After lessons it was lunchtime at the school cafeteria and then there was a little time to talk to or play with the students at break time before being picked up and taken back to Krabi town.
The afternoons and weekends were free to do whatever we wanted, so usually we would hang out in Krabi town for a few hours shopping or enjoying endless mango shakes. It was also nice to go back to the host family quite early, so that there was time to play with the children that live in the village or my little host sister, Soraida. But sometimes we would venture to the beaches of Ao Nang after school or travel to Koh Phi Phi, Koh Lanta, or the Railay Beach at the weekends.
I will never forget seeing the absolute joy in the faces of the children as we arrived at school each day. I will never forget the encouragement I felt when, at the end of a lesson the students came up to you and said thank you, or they repeated phrases and words they had just learnt, with such confidence that shows they have fully understood and you know it was you who taught them, really are making a difference to their lives.
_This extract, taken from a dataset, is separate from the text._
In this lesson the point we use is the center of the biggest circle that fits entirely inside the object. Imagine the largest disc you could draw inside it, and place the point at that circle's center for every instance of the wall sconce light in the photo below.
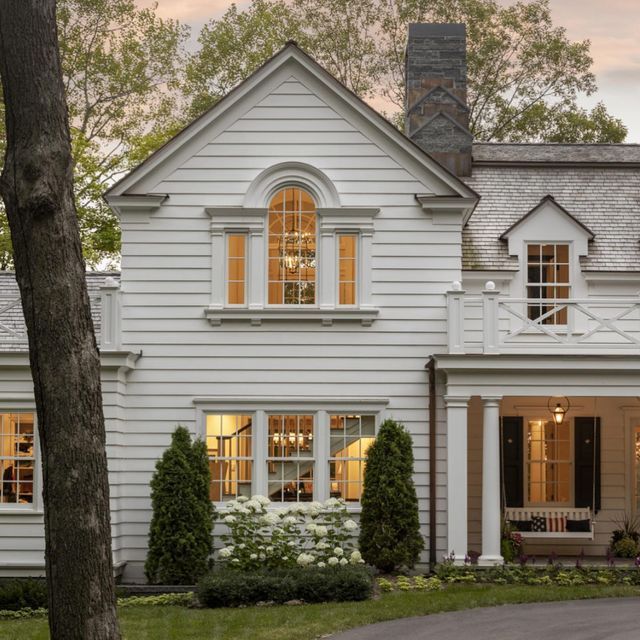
(562, 406)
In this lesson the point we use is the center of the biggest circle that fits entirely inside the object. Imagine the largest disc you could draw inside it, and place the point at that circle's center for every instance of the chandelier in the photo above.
(298, 249)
I will never forget my host mother’s amazing cooking and my host father’s really bad jokes and how my host sister, Soraida, used to cheat every time we played snakes and ladders! I will never forget how much family and community meant to them and how all the houses on Koh Klang were open and welcoming to their family members and neighbors.
I will never forget the friendships I made with the other volunteers and how much we bonded, both teaching and spending time together traveling at the weekends; partying on Koh Phi Phi and chilling out on the beach in Ao Nang.
Volunteering with Projects Abroad
Volunteering for Projects Abroad was one of the best things I have ever done. When people ask me about it I find it so hard to explain other than simply saying “it was amazing”. It is such a different world when you are out there, forgetting about stress and jobs and money and everyday problems. There is none of that there and you can just escape and focus on the days as they come and put all your effort into teaching and throwing yourself into Thai family life with your host family. Teaching at Nong Thaley actually got me thinking about my future career and I am now very interested in teaching abroad as a career after university. I would definitely like to volunteer with Projects Abroad again, either in Thailand or somewhere else in the future.